本校では7年間勤務し、4月からは新しい学校に赴任することになりました。
さて、この7年間は自分の教師人生にとって最も大きな転換期だったのではないかと考えています。この7年間を振り返ります。
 
まず、最初の3年間は『学び合い』を校内に広げ、『学び合い』による授業、そして学校作りに励んできました。研究公開も行いましたし、市内の研究推進校としても研究を進めてきました。赴任した最初の学年の子どもたちも、協同学習により子どもたちの関係の修復にあたり、何とか無事に卒業させることができました。ただ「学び合い最高!」という当時の子どもの言葉に何か違和感、そしてそこに隠れた不安を感じたのも、この最初の1年目でした。

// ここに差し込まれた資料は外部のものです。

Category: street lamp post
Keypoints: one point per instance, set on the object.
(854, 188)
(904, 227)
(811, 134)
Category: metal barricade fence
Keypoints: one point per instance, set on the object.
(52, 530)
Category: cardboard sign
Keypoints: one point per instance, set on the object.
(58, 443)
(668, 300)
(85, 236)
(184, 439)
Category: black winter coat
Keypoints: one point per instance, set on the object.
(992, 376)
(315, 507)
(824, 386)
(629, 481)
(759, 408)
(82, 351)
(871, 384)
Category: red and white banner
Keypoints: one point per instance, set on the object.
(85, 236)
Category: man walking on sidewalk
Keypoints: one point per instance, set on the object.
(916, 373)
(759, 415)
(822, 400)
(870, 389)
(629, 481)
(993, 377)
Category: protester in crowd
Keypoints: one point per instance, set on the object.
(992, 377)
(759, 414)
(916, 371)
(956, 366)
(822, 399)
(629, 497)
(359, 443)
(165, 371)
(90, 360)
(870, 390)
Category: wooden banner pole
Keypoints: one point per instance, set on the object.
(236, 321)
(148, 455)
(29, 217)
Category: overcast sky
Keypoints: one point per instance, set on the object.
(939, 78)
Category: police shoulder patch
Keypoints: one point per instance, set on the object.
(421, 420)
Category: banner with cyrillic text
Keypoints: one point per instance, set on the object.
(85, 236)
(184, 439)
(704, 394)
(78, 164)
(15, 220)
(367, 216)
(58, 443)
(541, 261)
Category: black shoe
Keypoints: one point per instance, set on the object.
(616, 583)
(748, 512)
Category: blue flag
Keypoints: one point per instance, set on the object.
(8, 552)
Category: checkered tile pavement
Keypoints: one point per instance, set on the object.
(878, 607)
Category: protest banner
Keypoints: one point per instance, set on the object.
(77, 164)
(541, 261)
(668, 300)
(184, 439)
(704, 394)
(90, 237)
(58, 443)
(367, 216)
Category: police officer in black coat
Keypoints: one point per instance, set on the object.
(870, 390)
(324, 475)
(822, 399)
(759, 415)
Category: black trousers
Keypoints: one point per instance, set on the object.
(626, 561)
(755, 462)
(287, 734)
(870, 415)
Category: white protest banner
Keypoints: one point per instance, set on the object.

また、当然ですがこれまで「学習=授業をいかにうまく教えるか」という実践を積み重ねた先生方からは、疑念の声や時には反発をいただくこともありました。特に1年目の校長は授業=技術でしたので、協同型の学習を理解していただくのには大変苦労しました。それでも、こうした協同型の授業に賛同し、実践の中で結果を叩き出せる優秀な先生方に恵まれたおかげで、先ほどの校長先生も最後には「授業は学び合い型の学習でなければならない」と言うほどにまでになりました。
 
そして、震災。
3年前の東日本大震災は、教師としての立ち位置、そして学校とは何か?という答えを私も求めてきました。私はこの震災がなかったら、もっと視野の狭い、そしてもっと愚かな教師だったことでしょう。無我夢中で、この震災からの出口を模索し続けてきたこの3年間を振り返ってみると、この震災があったからこそ、成長出来た自分がいるのだと実感します。
 
そして後半の3年間は『学び合い』からは一歩抜け出し、僕でなければ出来ない授業を模索し続けてきた期間でした。これまでは、自分の授業を広げようとか、自分の理念を伝えたいという野心に燃えていましたが、僕にはそんな力はなく、そんなことをやることも僕の天命なのではないと思えるようになりました。自分は変革の流れの中の一つとして、自由で自分のやりたいことをやりたいようにやることこそが天命なのだと悟りました。
そうなると、自分の学校でも先生方の授業を批判するのではなく、それぞれのよさを持ちより、そして、大きな流れとして統合していくことで、子どもを成長させていけばよいのだと考えるようになりました。きっと震災があったからこそ、こうした考えができるようになったのでしょうね。
 
今の僕は極めて自由です。構えも型も必要なく、極めてアダプティブです。安っぽい正義を振りかざしていた以前の僕からすると、ずいぶん楽に教師人生を送ることができるようになった気がします。子どもと同じように、僕もまたこの「学校」で成長してきたんですね。僕を成長させてくれたのは、同僚であり、そして子どもたちであり、保護者であり、地域の方々であり、そして何よりも学校という「場」なのです。そうした学校に恵まれたというのは本当に幸せなことですね。僕は心から感謝の気持ちを持ってこの赤木小学校を去りたいと思います。